Vu l'article L. 1224-1 du code du travail :

5. Selon ce texte, interprété à la lumière de la directive n° 2001/23/CE du Conseil du 12 mars 2001, les contrats de travail sont maintenus entre le nouvel employeur et le personnel de l'entreprise en cas de transfert d'une entité économique autonome conservant son identité et dont l'activité est poursuivie ou reprise. Constitue une entité économique un ensemble organisé de personnes et d'éléments corporels ou incorporels permettant l'exercice d'une activité économique qui poursuit un objectif propre.

6. Si la perte d'un marché n'entraîne pas, en elle-même, l'application de ce texte, il en va autrement lorsque l'exécution d'un marché de prestation de services par un nouveau titulaire s'accompagne du transfert d'une entité économique autonome.

7. Pour dire que la société sortante était restée l'employeur du salarié, en l'absence de transfert de son contrat de travail à la société entrante, l'arrêt constate d'abord qu'il ressort des contrats de prestations logistiques signés avec la société La Poste et des cahiers des charges, qu'une activité économique a bien été transférée de la société Derichebourg propreté à la société Fandi emballages : il s'agit de l'activité de gestion des chargements de véhicules en vrac sur le site de La Poste de [Localité 3] [Localité 5], ce transfert s'étant accompagné d'un transfert indirect d'éléments corporels appartenant à la société La Poste.
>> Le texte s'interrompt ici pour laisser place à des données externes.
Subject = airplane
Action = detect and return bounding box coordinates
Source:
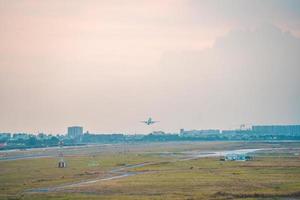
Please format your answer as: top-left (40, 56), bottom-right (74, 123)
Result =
top-left (141, 117), bottom-right (159, 125)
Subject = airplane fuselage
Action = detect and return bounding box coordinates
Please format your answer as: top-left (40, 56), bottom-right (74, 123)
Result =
top-left (142, 117), bottom-right (158, 125)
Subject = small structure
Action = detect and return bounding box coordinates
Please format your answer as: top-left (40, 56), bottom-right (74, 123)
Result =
top-left (57, 141), bottom-right (67, 168)
top-left (58, 158), bottom-right (66, 168)
top-left (221, 154), bottom-right (252, 161)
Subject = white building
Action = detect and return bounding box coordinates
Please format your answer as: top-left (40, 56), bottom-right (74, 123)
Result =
top-left (67, 126), bottom-right (83, 139)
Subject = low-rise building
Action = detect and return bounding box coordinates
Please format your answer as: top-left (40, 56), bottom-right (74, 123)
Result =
top-left (252, 125), bottom-right (300, 135)
top-left (180, 129), bottom-right (220, 137)
top-left (222, 154), bottom-right (252, 161)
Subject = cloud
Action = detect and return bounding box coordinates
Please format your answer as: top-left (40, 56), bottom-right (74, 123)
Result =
top-left (187, 0), bottom-right (300, 35)
top-left (157, 24), bottom-right (300, 129)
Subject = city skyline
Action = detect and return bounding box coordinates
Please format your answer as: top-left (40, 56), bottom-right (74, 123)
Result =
top-left (2, 123), bottom-right (300, 136)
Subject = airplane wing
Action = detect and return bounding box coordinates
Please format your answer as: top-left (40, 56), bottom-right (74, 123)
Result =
top-left (140, 121), bottom-right (148, 123)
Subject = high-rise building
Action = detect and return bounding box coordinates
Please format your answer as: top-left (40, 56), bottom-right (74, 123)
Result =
top-left (67, 126), bottom-right (83, 138)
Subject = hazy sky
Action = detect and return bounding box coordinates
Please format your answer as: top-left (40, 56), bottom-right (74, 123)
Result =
top-left (0, 0), bottom-right (300, 134)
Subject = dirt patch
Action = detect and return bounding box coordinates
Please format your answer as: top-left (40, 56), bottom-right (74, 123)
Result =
top-left (213, 191), bottom-right (300, 199)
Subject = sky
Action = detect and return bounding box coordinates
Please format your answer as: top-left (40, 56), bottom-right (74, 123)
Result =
top-left (0, 0), bottom-right (300, 134)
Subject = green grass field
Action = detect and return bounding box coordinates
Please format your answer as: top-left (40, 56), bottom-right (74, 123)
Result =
top-left (0, 142), bottom-right (299, 200)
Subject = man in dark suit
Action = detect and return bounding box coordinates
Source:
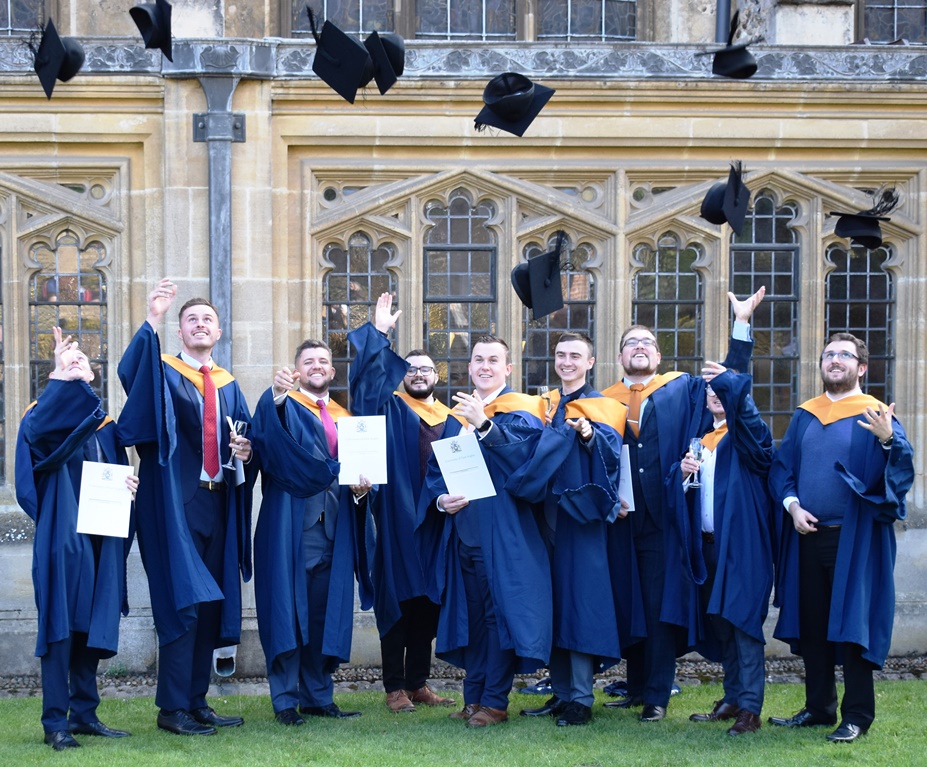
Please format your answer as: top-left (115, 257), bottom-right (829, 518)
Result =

8. Il retient ensuite, qu'il ne ressort pas, en revanche, des éléments du dossier la preuve de l'existence, au jour du transfert, d'un encadrement dédié à l'activité, alors que le contrat signé entre La Poste et la société Derichebourg propreté stipule que « le prestataire s'engage à assurer un encadrement et une surveillance efficaces » et que celle-ci reconnaît dans ses écritures que « cet encadrement était nécessaire à la bonne exécution de la prestation. »

9. Il relève encore que le tableau des quatorze salariés concernés par un transfert des contrats de travail au 20 octobre 2020, annexé par la société Derichebourg propreté à son courrier du 11 septembre 2020 adressé à la société entrante, comprend uniquement des ouvriers et aucun personnel identifié comme personnel d'encadrement et que le versement d'une prime de responsabilité à MM. [G] et [N], ouvriers manutentionnaires, ne suffit pas à démontrer que ces derniers s'étaient vus confier des fonctions d'encadrement ni qu'ils en avaient les compétences, alors, d'une part, que la société sortante ne verse aucune autre pièce aux débats de nature à établir la preuve de ces nouvelles attributions (avenants aux contrats de travail, fiches de poste ...), d'autre part, que la classification des salariés concernés (niveau « agents de service » - échelon 1) correspond à l'échelon le plus bas de la convention collective et exclut ainsi toute fonction d'encadrement et, enfin, qu'il est démontré que ces salariés percevaient déjà cette prime avant le départ du chef de site et de son adjoint, démontrant ainsi que cette gratification n'était pas justifiée par l'exercice de fonctions d'encadrement par intérim.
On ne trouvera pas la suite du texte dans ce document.